The session, “After the Angry Young Man, the Traditional Woman, What?” was one of the most awaited sessions at the 10th edition of JLF and drew a packed audience.

Among other issues, he shared his perspective on the “adarsh bharatiya nari” (the ideal Indian woman) as depicted in Hindi cinema.

“We have seen that there used to be two women in our films earlier: one, the 'adarsh bharatiya nari’, who would do all things good, respect his husband and so on and so forth; and then, there would be the other one, who did everything that the audience wanted to see.

"After a husband would come home drunk from a 'mujra’, the 'adarsh bharatiya nari’ was expected to remove his shoes and provide him comfort. But this definition is now changing. Women in our films are more progressive today.”

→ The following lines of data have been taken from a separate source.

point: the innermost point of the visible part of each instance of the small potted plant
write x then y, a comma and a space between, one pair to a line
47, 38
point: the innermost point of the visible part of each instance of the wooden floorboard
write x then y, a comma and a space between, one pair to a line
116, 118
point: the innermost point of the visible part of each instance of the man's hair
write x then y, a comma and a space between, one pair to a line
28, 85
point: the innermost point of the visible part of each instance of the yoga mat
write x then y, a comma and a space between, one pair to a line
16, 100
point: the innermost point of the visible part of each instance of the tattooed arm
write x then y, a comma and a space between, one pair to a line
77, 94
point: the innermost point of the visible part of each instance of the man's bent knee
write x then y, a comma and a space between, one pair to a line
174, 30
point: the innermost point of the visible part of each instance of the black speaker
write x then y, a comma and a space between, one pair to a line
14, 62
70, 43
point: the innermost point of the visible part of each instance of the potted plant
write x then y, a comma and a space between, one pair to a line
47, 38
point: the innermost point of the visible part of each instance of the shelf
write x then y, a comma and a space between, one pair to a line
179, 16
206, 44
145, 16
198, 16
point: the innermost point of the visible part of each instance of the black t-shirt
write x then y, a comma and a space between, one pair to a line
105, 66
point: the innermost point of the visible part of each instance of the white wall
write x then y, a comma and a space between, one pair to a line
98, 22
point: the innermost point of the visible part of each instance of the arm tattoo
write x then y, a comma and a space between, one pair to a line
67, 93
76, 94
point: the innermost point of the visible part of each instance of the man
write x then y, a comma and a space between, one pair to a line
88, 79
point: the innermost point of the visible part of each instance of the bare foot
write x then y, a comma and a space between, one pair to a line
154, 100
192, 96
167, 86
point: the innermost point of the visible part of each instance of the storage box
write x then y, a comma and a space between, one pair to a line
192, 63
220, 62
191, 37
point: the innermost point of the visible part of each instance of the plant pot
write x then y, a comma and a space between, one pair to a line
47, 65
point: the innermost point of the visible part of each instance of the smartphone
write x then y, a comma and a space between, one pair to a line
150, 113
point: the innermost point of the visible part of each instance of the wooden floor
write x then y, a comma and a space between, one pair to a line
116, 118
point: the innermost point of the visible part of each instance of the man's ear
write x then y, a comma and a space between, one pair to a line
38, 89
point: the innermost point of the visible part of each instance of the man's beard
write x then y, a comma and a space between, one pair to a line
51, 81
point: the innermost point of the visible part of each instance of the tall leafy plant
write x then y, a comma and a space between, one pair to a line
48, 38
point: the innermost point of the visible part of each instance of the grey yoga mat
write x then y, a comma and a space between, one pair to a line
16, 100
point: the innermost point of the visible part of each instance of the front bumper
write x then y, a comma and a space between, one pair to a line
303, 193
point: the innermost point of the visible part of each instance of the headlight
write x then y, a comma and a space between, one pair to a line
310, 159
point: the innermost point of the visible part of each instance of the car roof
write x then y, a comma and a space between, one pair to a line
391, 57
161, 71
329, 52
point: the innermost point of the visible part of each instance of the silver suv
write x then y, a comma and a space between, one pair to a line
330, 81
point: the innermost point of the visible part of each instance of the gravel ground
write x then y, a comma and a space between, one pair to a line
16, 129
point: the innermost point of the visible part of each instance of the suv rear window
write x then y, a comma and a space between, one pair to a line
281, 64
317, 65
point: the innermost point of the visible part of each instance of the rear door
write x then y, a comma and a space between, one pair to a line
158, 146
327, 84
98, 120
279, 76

Praising movies like “Piku”, “Pink” and “Dil Dhadakne Do”, he said the roles of women in such films truly portray the changing social status quo in India.

“To establish that you are empowered, you do not need to smoke a cigarette onscreen or boast to sleep with a number of men from various nationalities. Empowerment doesn’t mean this.

"The role that Katrina played in 'Zindagi Na Milegi Dobara’ truly represents an empowered woman. When she is in a swimsuit, you are not looking at her body or figure but at her as a teacher, and it is both played and portrayed brilliantly,” he said.

The celebrated lyricist expressed his disappointment over item songs, saying they simply mean, “they are not related to the movie”.

Among the most respected Indian poets, lyricists and script writers, Akhtar is a man of all seasons.

He is a recipient of the Padma Shri (1999), Padma Bhushan (2007) and the Sahitya Akademi Award as well as 13 Filmfare Awards.